Q. When can a play be reviewed?
A. Only until the ball is put into play on the next play. At that point, the previous play cannot be changed.

Q. Is there a time limit on how long a play can be reviewed?
A. There is no time limit...only the standard of indisputable video evidence. If the television replay does not allow the Technical Advisor to apply this standard in a manner that changes the call on the field, then the game plays on.

Q. Briefly describe the mechanics of how a play is reviewed?
A. The Technical Advisor will signal the officials on the field that he is reviewing a play, and that game action should be halted.

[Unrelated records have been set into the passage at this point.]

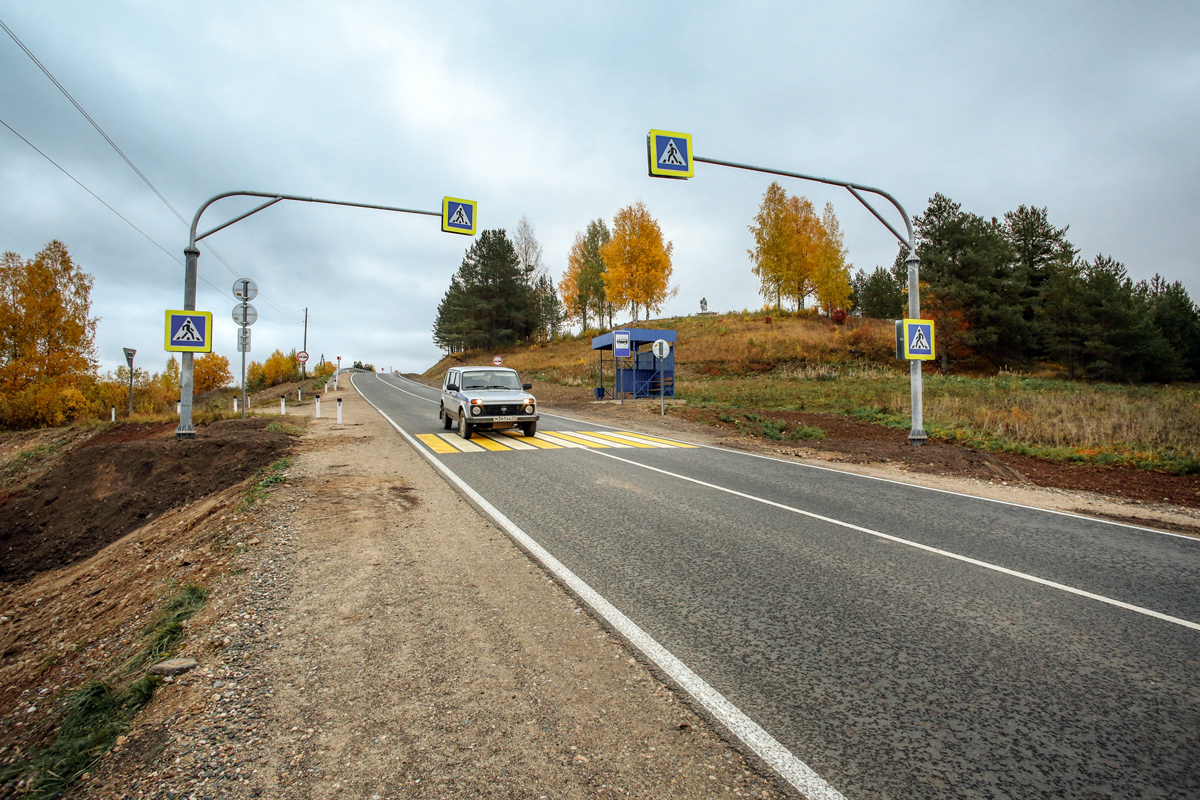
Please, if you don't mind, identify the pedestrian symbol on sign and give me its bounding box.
[659,139,688,167]
[170,317,204,343]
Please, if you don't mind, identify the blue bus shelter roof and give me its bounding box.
[592,327,678,350]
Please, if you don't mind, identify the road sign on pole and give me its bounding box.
[612,331,630,359]
[646,131,696,179]
[904,319,936,361]
[163,311,212,353]
[442,197,479,236]
[233,278,258,302]
[233,302,258,325]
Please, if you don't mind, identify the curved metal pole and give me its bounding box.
[692,156,928,447]
[175,191,442,439]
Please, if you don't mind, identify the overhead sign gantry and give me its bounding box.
[175,191,476,439]
[646,130,934,446]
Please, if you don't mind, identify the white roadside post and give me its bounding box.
[175,191,478,439]
[653,339,671,416]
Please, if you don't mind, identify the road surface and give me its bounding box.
[354,375,1200,800]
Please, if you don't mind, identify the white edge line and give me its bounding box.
[350,375,845,800]
[537,410,1200,543]
[588,450,1200,631]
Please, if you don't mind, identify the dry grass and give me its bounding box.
[425,312,1200,471]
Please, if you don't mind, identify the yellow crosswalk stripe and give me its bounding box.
[544,431,628,447]
[474,433,515,451]
[478,431,536,450]
[438,433,484,452]
[534,433,583,447]
[612,431,696,449]
[416,433,458,453]
[416,431,696,453]
[503,431,563,450]
[587,431,662,447]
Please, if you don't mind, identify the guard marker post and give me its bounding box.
[646,130,928,447]
[174,192,475,439]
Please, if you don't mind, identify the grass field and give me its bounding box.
[426,312,1200,473]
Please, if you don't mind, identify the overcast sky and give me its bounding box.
[0,0,1200,372]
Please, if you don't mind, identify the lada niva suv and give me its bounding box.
[438,367,539,439]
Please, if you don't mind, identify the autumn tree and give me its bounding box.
[812,203,851,315]
[0,240,98,428]
[749,181,825,308]
[192,353,233,395]
[558,219,612,330]
[600,203,674,323]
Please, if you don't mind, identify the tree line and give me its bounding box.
[852,194,1200,383]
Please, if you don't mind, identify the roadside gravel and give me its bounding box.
[77,391,784,800]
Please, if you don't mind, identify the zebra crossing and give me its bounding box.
[416,431,696,455]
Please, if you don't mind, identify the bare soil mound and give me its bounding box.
[0,419,292,582]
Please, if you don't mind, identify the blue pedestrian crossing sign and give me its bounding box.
[904,319,935,361]
[646,131,696,178]
[442,197,479,236]
[163,311,212,353]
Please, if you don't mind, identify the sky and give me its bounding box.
[0,0,1200,374]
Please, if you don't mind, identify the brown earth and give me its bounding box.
[0,380,1200,799]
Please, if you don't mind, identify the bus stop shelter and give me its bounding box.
[592,327,678,399]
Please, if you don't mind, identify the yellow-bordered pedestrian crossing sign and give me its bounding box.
[646,131,696,178]
[442,197,479,236]
[163,311,212,353]
[904,319,935,361]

The Technical Advisor will then view replays for as long as necessary to determine whether indisputable video evidence exists for the ruling on the field to be acknowledged as incorrect. Once reviewed the Technical Advisor will notify the referee of the correct call, and time, down and distance, who will announce such to the crowd. Communication between the Technical Advisor in the press box and the referee on the field will be by radio (with a backup phone line).

Q. What if a team is using a hurry-up offense and the Technical Advisor does not have enough time to view a replay to decide whether or not the play is reviewable?
A. The decision to stop the game must be made before the ball is snapped. Similar to the NFL, if a team is in a hurry-up offense, it may curtail the ability to completely review some plays.

Q. Is the Technical Advisor limited to the number of plays that can be reviewed?
A. No

Q. Will there be sufficient camera angles to review plays from anywhere on the field?
A. The replay process will be limited to what is viewable by television cameras. Sometimes a particular angle that might be better will not be immediately available.

Q. What happens if TV comes back from a commercial break after Team A kicks a PAT and shows a better replay that the Team A runner actually did fumble the ball before he crossed the goal line?
A. The play still stands as called on the field, since there was no indisputable video evidence to the contrary at the time the touchdown call was made. However, if Team B has called a timeout prior to the PAT, and TV returns from a commercial break with the better replay showing the Team A runner fumbling before crossing the goal line, then the play would be subject to review by the Technical Advisor.